A new $70-million performing arts centre consisting of three theatres is being proposed for downtown Kamloops.

Local philanthropist Ron Fawcett laid out his vision for the project during Tuesday's (Jan. 8) council meeting.

The pitch comes more than three years after the city held a referendum on the issue. Fifty-four per cent of Kamloops residents rejected the idea of having such a facility (plus a parkade). At the time, Fawcett, president of Kelson Group, said he and his wife Rae would donate $5 million to the project if it was given the green light.

Fawcett222Ron Fawcett (left), president of Kelson Group, stands beside Kathy Humphreys, executive director of Kamloops Symphony Orchestra, outside Kamloops City Hall. (via Tereza Verenca)

About 18 months ago, Fawcett contacted city management and proposed to personally pay to have a new design done.

He reached out to Western Canada Theatre (WCT), Kamloops Symphony Orchestra (KSO) and the Kamloops Art Gallery, among other groups, to see what each organization needed, in terms of space. 

After months of consultation and design work, the result is a 103,000-square-foot performing arts centre at 393 Seymour St. While it's the same site as the original proposal, the new vision includes the adjacent Telus Annex building on St. Paul Street. The 20,000-square-foot Telus Annex building was purchased by the Fawcetts in early 2018 and is included in the proposal as an $8 million to $10 million donation.
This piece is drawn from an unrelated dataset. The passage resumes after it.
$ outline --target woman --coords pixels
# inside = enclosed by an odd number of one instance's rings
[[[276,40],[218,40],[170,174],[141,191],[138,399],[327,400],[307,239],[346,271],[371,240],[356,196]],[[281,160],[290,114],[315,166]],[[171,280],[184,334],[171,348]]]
The Fawcetts would pay for everything to get the building up and running. 

"I've got five kids; they all live in Kamloops. I've got 14 grandchildren, and all but one live in Kamloops. They need this in their community," Fawcett said of the facility during a media scrum following his presentation to council. 

The main building will be home to three theatres: one with 1,200 seats, one with 450 seats and one with 75 to 100 seats.

"This is something Kamloops doesn't have," principal theatre consultant Robert Hamilton said of the big theatre. "Touring musicals or music acts like bands, who are maybe playing Calgary the night before and Vancouver the next night, instead of just driving by or stopping here and just not performing, maybe some of those shows will be able to use the 1,200-seater."

KSO would move their performances from the Sagebrush Theatre to the bigger theatre. The organization's offices and music school would also have a new permanent home, in the Telus Annex building.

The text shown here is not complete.